The discussion revolves around the simultaneous solutions of the equations sinh(x) = 0 and cosh(z) = 0, where z is expressed as a complex number z = x + iy. Participants explore the implications of these equations in the context of hyperbolic functions, particularly focusing on the conditions under which these equations can be satisfied.

Discussion Character

  • Exploratory
  • Technical explanation
  • Debate/contested
  • Mathematical reasoning

Main Points Raised

  • Some participants assert that cosh(z) = 0 is impossible, questioning the validity of the equation under complex numbers.
  • Others argue that sinh(z) = 0 has trivial solutions, with one participant suggesting z = 1 as a solution, while another corrects this to z = 0.
  • There is a suggestion to utilize hyperbolic addition theorems to analyze the equations further.
  • One participant points out that the notion of cosh(z) being always positive is only valid when z is restricted to real numbers, which is not applicable in this context.
  • Confusion arises regarding the interpretation of terms like "solvable" and "impossible," leading to a clarification about the logical consistency of these terms.
  • A mathematical breakdown of cosh(x + iy) is presented, leading to conditions on y and x, but the correctness of the proposed solutions is questioned by another participant.

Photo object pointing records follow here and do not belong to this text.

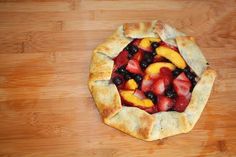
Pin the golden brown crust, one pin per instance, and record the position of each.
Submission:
(114, 44)
(100, 68)
(140, 30)
(200, 95)
(172, 123)
(106, 98)
(135, 121)
(166, 32)
(192, 54)
(132, 121)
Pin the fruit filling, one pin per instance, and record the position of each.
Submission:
(153, 76)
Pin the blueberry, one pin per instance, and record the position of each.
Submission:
(151, 96)
(176, 72)
(127, 48)
(155, 45)
(130, 56)
(154, 53)
(138, 78)
(133, 49)
(117, 80)
(127, 76)
(194, 82)
(186, 70)
(122, 70)
(169, 92)
(190, 75)
(144, 64)
(148, 57)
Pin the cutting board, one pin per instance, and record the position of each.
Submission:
(46, 109)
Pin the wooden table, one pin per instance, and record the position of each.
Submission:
(46, 109)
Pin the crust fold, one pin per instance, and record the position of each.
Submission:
(200, 95)
(107, 98)
(140, 30)
(192, 54)
(132, 121)
(100, 68)
(114, 44)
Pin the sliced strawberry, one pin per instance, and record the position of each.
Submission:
(182, 88)
(133, 67)
(181, 103)
(136, 42)
(164, 103)
(158, 87)
(188, 96)
(121, 59)
(169, 46)
(146, 85)
(182, 77)
(152, 110)
(147, 49)
(139, 94)
(166, 74)
(138, 56)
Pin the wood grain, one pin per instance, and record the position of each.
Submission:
(45, 50)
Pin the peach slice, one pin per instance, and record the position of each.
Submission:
(145, 43)
(154, 39)
(131, 84)
(128, 96)
(171, 55)
(154, 68)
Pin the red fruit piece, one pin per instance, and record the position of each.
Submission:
(182, 88)
(152, 110)
(181, 104)
(139, 94)
(138, 56)
(146, 85)
(133, 67)
(164, 103)
(166, 74)
(158, 87)
(169, 46)
(136, 42)
(182, 77)
(121, 59)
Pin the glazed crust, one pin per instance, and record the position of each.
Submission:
(192, 54)
(132, 120)
(140, 30)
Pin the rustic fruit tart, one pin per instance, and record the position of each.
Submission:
(153, 76)
(150, 80)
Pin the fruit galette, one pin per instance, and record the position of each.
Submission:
(150, 80)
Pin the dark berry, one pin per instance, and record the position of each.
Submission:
(148, 57)
(170, 93)
(154, 53)
(176, 72)
(127, 76)
(130, 56)
(133, 49)
(138, 78)
(144, 64)
(194, 82)
(117, 80)
(155, 45)
(127, 48)
(190, 75)
(121, 70)
(151, 96)
(186, 70)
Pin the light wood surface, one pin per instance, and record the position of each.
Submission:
(46, 109)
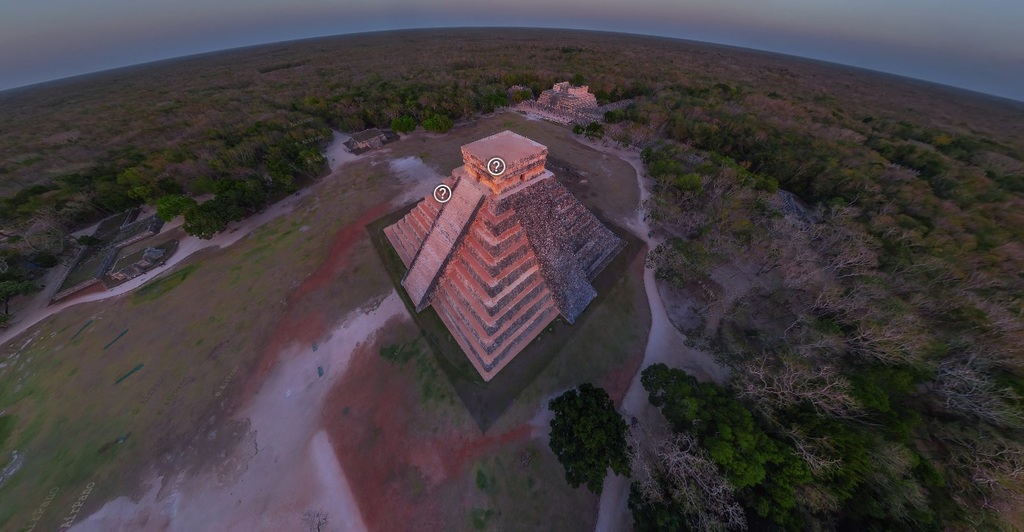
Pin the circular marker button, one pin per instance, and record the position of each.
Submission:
(496, 166)
(442, 193)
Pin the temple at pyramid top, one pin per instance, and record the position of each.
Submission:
(508, 253)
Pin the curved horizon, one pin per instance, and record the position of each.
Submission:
(977, 48)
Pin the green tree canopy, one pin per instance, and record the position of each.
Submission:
(437, 124)
(588, 436)
(403, 124)
(170, 206)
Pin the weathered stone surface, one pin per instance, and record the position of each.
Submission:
(445, 231)
(504, 257)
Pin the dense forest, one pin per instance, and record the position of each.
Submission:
(872, 321)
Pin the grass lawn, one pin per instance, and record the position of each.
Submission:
(205, 330)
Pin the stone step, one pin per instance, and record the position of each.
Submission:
(485, 344)
(495, 263)
(494, 284)
(494, 307)
(398, 241)
(449, 228)
(502, 357)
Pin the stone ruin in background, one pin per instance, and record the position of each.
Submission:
(565, 104)
(506, 255)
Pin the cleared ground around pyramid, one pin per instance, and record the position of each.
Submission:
(207, 335)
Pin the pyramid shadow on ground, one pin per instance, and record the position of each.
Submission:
(486, 401)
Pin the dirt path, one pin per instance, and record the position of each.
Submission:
(286, 470)
(665, 344)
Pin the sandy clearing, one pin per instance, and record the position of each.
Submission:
(286, 467)
(419, 178)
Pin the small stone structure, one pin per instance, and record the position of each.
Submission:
(150, 258)
(505, 255)
(567, 98)
(564, 103)
(370, 139)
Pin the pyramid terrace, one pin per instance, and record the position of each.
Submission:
(507, 254)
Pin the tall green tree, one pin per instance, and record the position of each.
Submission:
(588, 436)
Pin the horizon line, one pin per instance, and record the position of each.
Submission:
(8, 91)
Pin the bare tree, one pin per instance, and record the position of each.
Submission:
(966, 388)
(779, 387)
(989, 472)
(676, 471)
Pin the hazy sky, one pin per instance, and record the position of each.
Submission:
(977, 45)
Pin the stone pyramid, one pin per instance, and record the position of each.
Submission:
(505, 255)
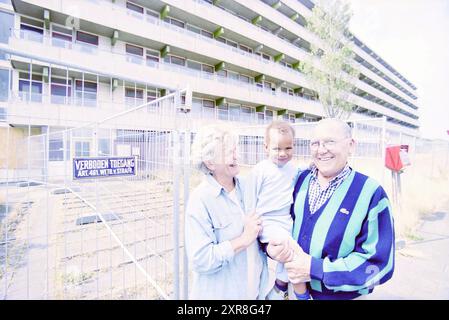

Areas of Agreement / Disagreement

Participants express differing views on the solvability of cosh(z) = 0, with some asserting it is impossible while others challenge this notion. There is no consensus on the correctness of the proposed solutions or the interpretations of the equations.

Contextual Notes

Some participants highlight the need to consider the real and imaginary parts of complex numbers when determining solutions, indicating that assumptions about the nature of z can affect the discussion. There are also unresolved mathematical steps in the proposed solutions.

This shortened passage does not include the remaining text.